Little Kimble Free Church

The Church by the Bridge - 100 Years of Good News

Weekly Reflection

13th September 2024

Last weekend we watched Wim Wender’s 2023 film ‘Perfect Days’. The film gives a glimpse into the life of Hirayama, a cleaner of public toilets in Tokyo.

The film traces two or three weeks of his life, his morning routine, day job routine – cleaning public toilets with great pride and meticulousness – then coming home where he then cycles to take his daily bath in the public baths and meal in a take-away. His weekend routine is similarly structured. Hirayama lives a spartan life. A simple mattress on the floor, one set of clothes, hardly any cooking facilities, yet shelves of second hand books which he reads in his spare time, and classic 70s rock music cassettes (remember them?) which he listens to whilst driving between cleaning jobs. 

On the surface of it, ‘nothing’ happens during the two hours of the film.

Yet, what it does is trace how Hirayama engages with the world around him. His taking in of the morning freshness through a smile at the sky when he steps out of his door, the observation of joys and challenges of children in the playground he passes, the trees reflecting their light at his lunch stops which he photographs every day, the short exchange with the worker in the takeaway place where he eats his supper, the enjoyment of his daily bath in the public baths. 

In the end we learn that Hirayama’s simple lifestyle was conscious choice, and that after having made his choice, he perseveres with it with joy, gratitude and a sense of fulfilment and purpose.

This beautifully thought-provoking film is not Christian yet, as so often happens, it has a take-away that can apply to many of us. In this case I found myself thinking of the importance of enjoying the little things that we come across, and the inner contentedness that comes with knowing that we are being looked after, no matter what. 

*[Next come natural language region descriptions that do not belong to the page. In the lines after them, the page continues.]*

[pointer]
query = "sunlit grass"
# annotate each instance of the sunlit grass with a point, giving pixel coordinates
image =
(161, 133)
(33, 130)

Jesus says in this well-known statement in Matthew 6:25: 25 “Therefore I tell you, do not worry about your life, what you will eat or drink; or about your body, what you will wear. Is not life more than food, and the body more than clothes?  Look at the birds of the air; they do not sow or reap or store away in barns, and yet your heavenly Father feeds them. Are you not much more valuable than they?  Can any one of you by worrying add a single hour to your life?'

This he says as a follow-up to ‘store up for yourselves treasures in heaven, where moths and vermin do not destroy, and where thieves do not break in and steal.  For where your treasure is, there your heart will be also’ (vs 20,21 of the same chapter).

Sometimes as Christians we can be reminded even from such secular sources like this fictitious one, of what the priorities in our daily walk can or should be. For example we can relearn that humbleness comes from within or the joy of the little things in creation that we so often take for granted.  We can also be reminded of the in-depth knowledge that what we in the name of Christ do, might in the eyes of the world not be important or high-flying, but can make a big difference to the other – like keeping public toilets immaculate day after day.